David (Wood) recently mentioned "Neat vs Scruffy" which was a great 
point, and Kingsley has long since encouraged us to embrace the 
diversity of the web and look to translate from one format to another, 
and as Tim says, the web is an open platform that anybody can build on 
top of, thus we have an architecture that encourages diversity and 
innovation - it appears again to me that with schema.org and microdata 
we're being pointed in the direction people want to go, this raises many 
(potentially easy to address) questions, as I've listed above.

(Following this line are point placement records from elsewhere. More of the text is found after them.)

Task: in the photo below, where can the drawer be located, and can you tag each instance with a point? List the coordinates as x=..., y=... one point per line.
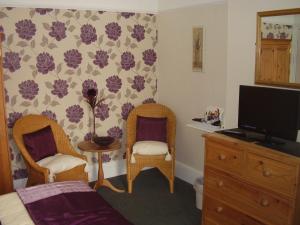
x=247, y=198
x=217, y=213
x=272, y=174
x=224, y=157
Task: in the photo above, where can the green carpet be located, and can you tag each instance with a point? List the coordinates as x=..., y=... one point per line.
x=151, y=202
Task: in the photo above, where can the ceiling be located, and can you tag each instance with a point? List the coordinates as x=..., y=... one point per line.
x=151, y=6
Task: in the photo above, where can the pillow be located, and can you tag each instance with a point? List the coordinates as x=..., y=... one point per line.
x=40, y=143
x=59, y=163
x=151, y=129
x=150, y=148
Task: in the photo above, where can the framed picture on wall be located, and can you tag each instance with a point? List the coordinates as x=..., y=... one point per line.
x=198, y=36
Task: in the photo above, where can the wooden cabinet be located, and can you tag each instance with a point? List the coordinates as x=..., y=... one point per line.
x=247, y=184
x=5, y=167
x=275, y=60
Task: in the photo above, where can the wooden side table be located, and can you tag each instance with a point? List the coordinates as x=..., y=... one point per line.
x=89, y=146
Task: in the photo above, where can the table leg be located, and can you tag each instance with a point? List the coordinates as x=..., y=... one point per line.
x=101, y=181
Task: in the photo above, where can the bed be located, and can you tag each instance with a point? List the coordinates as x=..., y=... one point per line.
x=60, y=203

Yes we 
can look to push RDF more, and convert microdata to rdf, try and get RDF 
and OWL up there to understand schema.org - no harm in that - but as 
I've mentioned before, some form of (simple) universal data could easily 
be designed on the back of this, and rdf, to offer something practical 
to the web masses that anybody can use, build on top of, and save lots 
of work around the globe.

Quite some time ago the RDFa/Microdata thing was noted, and it was clear 
then that the two needed merged before too much weight went behind 
microdata and legacy issues meant it was hard to change, that time is 
past now, I'm aware that some efforts may happen in this department, but 
really I'd be looking to see what lessons can be learned for RDF here, 
before the same thing happens there two, as there's been a huge 
investment in the sem web stack, and a large corporate trio could easily 
rip the ground from underneath this relatively small community, may not 
happen, but there's a risk of it, and it does appear that there's a 
strong long term message of "rdf is too complicated, we like to do 
things like this [x]", the same message can be found in microdata, and 
ignoring it could be risky.

apologies for being a bit quiet of late, and for the cruffyness of this 
mail - not been too well, trying to slowly get back in to things at the 
minute - hope to be back on form soon.

best, nathan
Received on Friday, 17 June 2011 20:18:56 UTC